Ya en su cuarto se tiró sobre la cama. Sin saber cómo, ni por qué, había pasado a ser un desconocido, un ausente. Ya no existía en las agendas de sus corresponsales, ni en el recuerdo de sus conocidos. Menos aún, en el afecto de sus amigos. En su mente apareció un pensamiento como un martilleo, la pregunta que los demás le hacían y que él mismo empezaba a hacerse: ¿Quién eres? ¿Quién eres? ¿Sabía él realmente contestar a esa pregunta? Él conocía su nombre, su domicilio, la talla de su camisa, su número de documento de identidad, y algunos otros datos que lo definían para los demás. Pero, fuera de eso, ¿Quién era verdadera, interna y profundamente?  Aquellos gustos y aptitudes, aquellas inclinaciones e ideas, ¿era suyos, verdaderamente? O eran, como tantas otras cosas, un intento de no defraudar a quienes esperaban que él fuera quien había sido siempre.
Algo empezaba a estar claro, ser un desconocido lo liberaba de tener que ser de una determinada manera. Fuera como fuera, nada cambiaría en la respuesta de los demás hacia él. Por primera vez en muchos días, descubrió algo que lo tranquilizó. Esto lo ponía en una situación que le permitía actuar como quisiera sin tener que buscar la aprobación de nadie. Respiró hondo, y sintió el aire como si fuera nuevo, entrando en sus pulmones. Se dio cuenta de que la sangre le fluía por las venas, percibió el latido de su corazón, y se sorprendió de que, por primera vez en mucho tiempo, no temblaba.
Ahora que por fin sabía que estaba solo, que siempre lo había estado, que sólo se tenía a sí mismo; ahora podía reír o llorar, pero por él, no por los demás. Ahora por fin lo sabía, su propia existencia no dependía de los otros. Había descubierto que le había sido necesario estar solo, para poder encontrarse consigo mismo. Sincler se durmió tranquila y profundamente, y tuvo hermosos sueños. Despertó a las diez de la mañana, descubriendo que un rayo de sol entraba a esa hora por la ventana e iluminaba su cuarto de manera maravillosa.
Sin pérdida de tiempo bajó las escaleras tarareando una canción que nunca había escuchado, y encontró algo debajo de su puerta, una enorme cantidad de cartas dirigidas a él.

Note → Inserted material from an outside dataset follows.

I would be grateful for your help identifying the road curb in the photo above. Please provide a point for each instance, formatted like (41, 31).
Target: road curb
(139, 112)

La señora de la limpieza estaba en la cocina y lo saludó como si nada hubiera pasado. Y por la noche, en el bar, parecía que nadie recordaba aquella extraña noche de locura. Al menos, nadie se dignó a hacer ningún comentario al respecto. Todo había vuelto a la normalidad. Todo, salvo él. Por suerte, él, que nunca más tendría que rogarle a nadie que lo mirara para poder saber que estaba vivo. Él, que nunca más tendría que pedirle al exterior que lo definiera. Él, que nunca más sentiría miedo al rechazo.
Todo era igual, salvo que aquel hombre, jamás olvidaría quién era…
 
Cuando no tienes registro de tu dependencia frente a la mirada de los otros, vives temblando frente al posible abandono de los demás que, como todos, aprendiste a temer.
Y el precio para no temer es acatar, es ser lo que los demás, “que tanto nos quieren”, nos presionan a ser, nos presionan a hacer y nos presionan a pensar.
Si tienes “la suerte” del personaje de Papini y el mundo, en algún momento, te da la espalda, no tendrás más remedio que darte cuenta de lo estéril de tu lucha.
Pero si no sucede así, si tienes la “desdicha” de ser aceptado y halagado, entonces...estás abandonado a tu propia conciencia de libertad, estás forzado a decidir: acatamiento o soledad; estás atrapado entre ser lo que debes ser o no ser nada para nadie. Y de allí en adelante...podrás ser, pero sólo, solo y sólo para ti.